Una pregunta que suelo hacerme es la siguiente: ¿Ya no hay otra alternativa que el despedir trabajadores cuando aparece una mala situación económica o se prevé en el futuro tanto en la empresa privada como en el sector público? Por lo que parece, no la hay. Tampoco requiere mucha imaginación el despedir trabajadores. Eso lo sabe hacer cualquiera. Cuando según el empresario no hay beneficios o expectativa de ellos, se coge la nómina de trabajadores y los primeros 100 a la puta calle. Entraría en la lógica que esa dinámica de destrucción de empleo en el sector privado, el público tratara de contrarrestarla manteniendo o creando puestos de trabajo. Todo lo contrario. Es una auténtica máquina de destrucción masiva de empleo. Con el pretexto de hacer ajustes fiscales, por motivo de la deuda-deberíamos conocer su origen para que los ciudadanos la asumiéramos-, se eliminan miles de interinos en los servicios de sanidad, educación o asistencia social. Para eso sobran ministros y secretarios de Economía, y sus correspondientes asesores. Para ese viaje no se necesita ni media alforja. Eso sabría hacerlo un estudiante de 1º de Bachillerato que hubiera aprobado la primera evaluación de Economía. Mas hace ya años que siempre se rompe la cuerda por el punto más débil. Tengo la impresión de que los ejecutores del sector privado y del público de estas draconianas medidas, nunca piensan en que sus efectos recaen sobre personas, que no son simples números en una estadística. Son seres humanos, que tienen unas necesidades básicas, familiares y sociales, no son una mera fuerza de trabajo que se coge o se tira sin contemplaciones.

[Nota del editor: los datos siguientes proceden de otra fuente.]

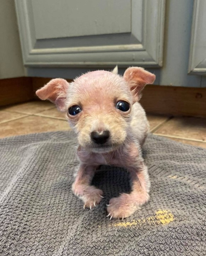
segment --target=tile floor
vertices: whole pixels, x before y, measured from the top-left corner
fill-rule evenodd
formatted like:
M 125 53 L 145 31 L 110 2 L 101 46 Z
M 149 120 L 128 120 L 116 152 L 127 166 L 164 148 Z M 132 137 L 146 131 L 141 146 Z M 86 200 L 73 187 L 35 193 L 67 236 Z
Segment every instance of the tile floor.
M 150 131 L 206 148 L 206 118 L 148 115 Z M 64 115 L 47 101 L 32 101 L 0 108 L 0 138 L 59 130 L 69 127 Z

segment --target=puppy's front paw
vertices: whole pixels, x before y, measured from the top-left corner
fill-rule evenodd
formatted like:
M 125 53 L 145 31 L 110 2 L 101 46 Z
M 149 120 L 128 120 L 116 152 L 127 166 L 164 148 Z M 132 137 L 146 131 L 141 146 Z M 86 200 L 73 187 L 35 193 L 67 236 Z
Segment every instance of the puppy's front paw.
M 84 202 L 84 209 L 86 207 L 91 209 L 99 204 L 104 197 L 102 196 L 102 190 L 95 188 L 93 186 L 82 187 L 81 185 L 73 185 L 72 188 L 74 194 Z
M 99 189 L 94 188 L 91 189 L 89 194 L 80 197 L 81 199 L 84 202 L 84 208 L 85 207 L 90 208 L 91 209 L 99 204 L 102 198 L 103 192 L 102 190 Z
M 128 196 L 130 195 L 123 194 L 118 197 L 110 200 L 107 210 L 109 214 L 107 216 L 115 218 L 127 218 L 139 208 L 136 204 L 130 204 Z

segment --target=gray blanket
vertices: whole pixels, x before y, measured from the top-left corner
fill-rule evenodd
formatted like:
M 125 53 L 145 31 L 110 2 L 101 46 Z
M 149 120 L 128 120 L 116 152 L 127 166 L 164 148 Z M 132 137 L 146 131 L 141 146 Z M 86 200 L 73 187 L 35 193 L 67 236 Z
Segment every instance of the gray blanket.
M 206 255 L 206 150 L 149 135 L 151 199 L 122 221 L 106 204 L 130 192 L 129 174 L 102 166 L 92 182 L 105 197 L 84 210 L 71 190 L 76 144 L 72 132 L 0 140 L 0 255 Z

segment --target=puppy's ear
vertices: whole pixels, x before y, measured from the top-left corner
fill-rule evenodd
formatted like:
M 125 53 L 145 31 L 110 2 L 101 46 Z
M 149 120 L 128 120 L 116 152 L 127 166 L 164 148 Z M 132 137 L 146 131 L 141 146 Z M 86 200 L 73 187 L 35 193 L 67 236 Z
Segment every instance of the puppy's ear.
M 48 100 L 55 103 L 60 111 L 63 112 L 65 110 L 66 94 L 69 85 L 64 79 L 52 79 L 38 90 L 36 94 L 41 100 Z
M 115 75 L 117 75 L 118 74 L 118 67 L 117 66 L 117 65 L 116 66 L 113 70 L 111 71 L 111 73 Z
M 135 100 L 140 99 L 140 93 L 146 84 L 153 84 L 156 77 L 143 68 L 132 67 L 128 68 L 125 72 L 124 79 L 128 83 Z

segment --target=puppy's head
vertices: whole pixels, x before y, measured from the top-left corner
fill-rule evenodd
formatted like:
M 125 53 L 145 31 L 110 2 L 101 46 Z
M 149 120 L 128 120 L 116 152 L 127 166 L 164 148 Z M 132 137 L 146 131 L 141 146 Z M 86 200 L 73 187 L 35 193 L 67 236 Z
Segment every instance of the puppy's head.
M 123 77 L 116 73 L 116 68 L 111 72 L 90 72 L 70 83 L 53 79 L 36 93 L 66 114 L 81 146 L 94 152 L 109 152 L 124 143 L 132 105 L 144 86 L 155 78 L 139 67 L 128 68 Z

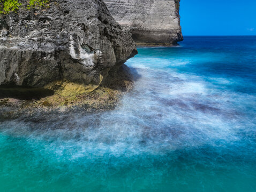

Me generan una profunda impresión la ligereza y la osadía con la que empresarios y dirigentes políticos camuflados en razones éticas, despiden a millares de trabajadores, de lo que se enorgullecen ya que han sido capaces de tomar decisiones difíciles, que según los gurús de la economía son imprescindibles para salir de la crisis. Los dirigentes del PP presentan como mérito en su currículo político, el haber sido suficientemente duros como para infligir dolor a los otros. Sobre todo con los más débiles. Si los Rajoy, Cospedal, Ana Mato han decidido tomar estas decisiones, cabe pensar que tendrán motivos poderosos para hacerlo, mas lo que parece claro es que el daño que la mayoría de la ciudadanía española está sufriendo es inmenso y que quedará para siempre en los libros de nuestra historia. Por ello, aunque solo fuera por esa responsabilidad que asumen ante la historia, deberían ser muy reflexivos y precavidos antes de tomar tales decisiones. Sin embargo, por la frialdad, contundencia e insensibilidad que muestran cuando defienden y estampan sus firmas en los decretos que ponen en marcha miles de despidos, tengo la impresión de que no son conscientes de lo que están haciendo. Si lo fueran, cuando menos, de alguno de ellos en alguna de sus comparecencias públicas, cabría esperar que expresaran algún tipo de pesadumbre, como lo hizo Elsa Fornero, ministra de Trabajo del Gobierno de Monti, que se puso a llorar al dar conocer los recortes en las pensiones, sanidad y educación públicas italianas. No me imagino a Ana Mato o Dolores de Cospedal en la misma situación. Estas ya salen lloradas de casa.